Team TLDR | ASA DataFest @ Duke University 2025
Contributors: Thomas You, Kevin Tao, Jason Deng, Sophia Shen, Lucy Wang
Where should I locate my new office?
Our project addresses this critical real estate decision using a combination of leasing transaction data, geospatial visualization, and machine learning. By analyzing leasing activity across US counties and industries, we built a model to support informed site selection—highlighting fast-growing sectors and evaluating top leasing factors across space, time, and location.
├── AddressConvertionTool/ # Tools for converting address-level data
├── ASA-Duke-Datafest...PDF # DataFest prompt and analysis guide
├── Dataset/ # Cleaned transactional datasets
├── GeoCoding Supporting Files/ # US county list and geocoding support
├── Geocoded Data/ # County-level geocoded outputs
├── TemporalMapGifs/ # Animated gifs visualizing growth
├── Visualizations/ # Static charts and spatial plots
├── county_scores/ # County-based scoring results
├── .idea, .DS_Store # IDE configs (safe to ignore)

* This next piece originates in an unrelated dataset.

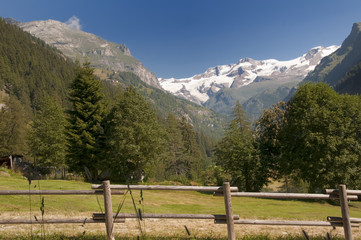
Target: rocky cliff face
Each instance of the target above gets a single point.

├── DataFest 2025.pptx # Final project presentation
├── DotPng.ipynb # Industry vs Rent analysis
├── MainLab_EDA.ipynb # Exploratory Data Analysis notebook
├── MainLab_correlation.ipynb # Correlation analysis
├── MainModel_Industry.ipynb # Main predictive model notebook
├── MainModel_Transaction.ipynb # Transaction type classification model
- Temporal Analysis: Identified growing industries by year and county using animated maps and treemaps.
- Feature Engineering: Extracted top 10 features impacting leasing decision (e.g., rent, space, availability).
- Modeling: Developed a Decision Tree classifier with an accuracy of 92.5% for lease type prediction.
- Key Insight: Miami-Dade County is a hotspot for financial services, with high leasing activity and strong rental growth.
- Python (Pandas, Scikit-learn, Plotly, Folium)
- Jupyter Notebooks
- Geopy + US Census Geodata
- PowerPoint (final deliverable)
Best Visualization Award at ASA DataFest 2025, hosted by Duke University.
This repository is intended for academic demonstration and is not currently licensed for commercial use.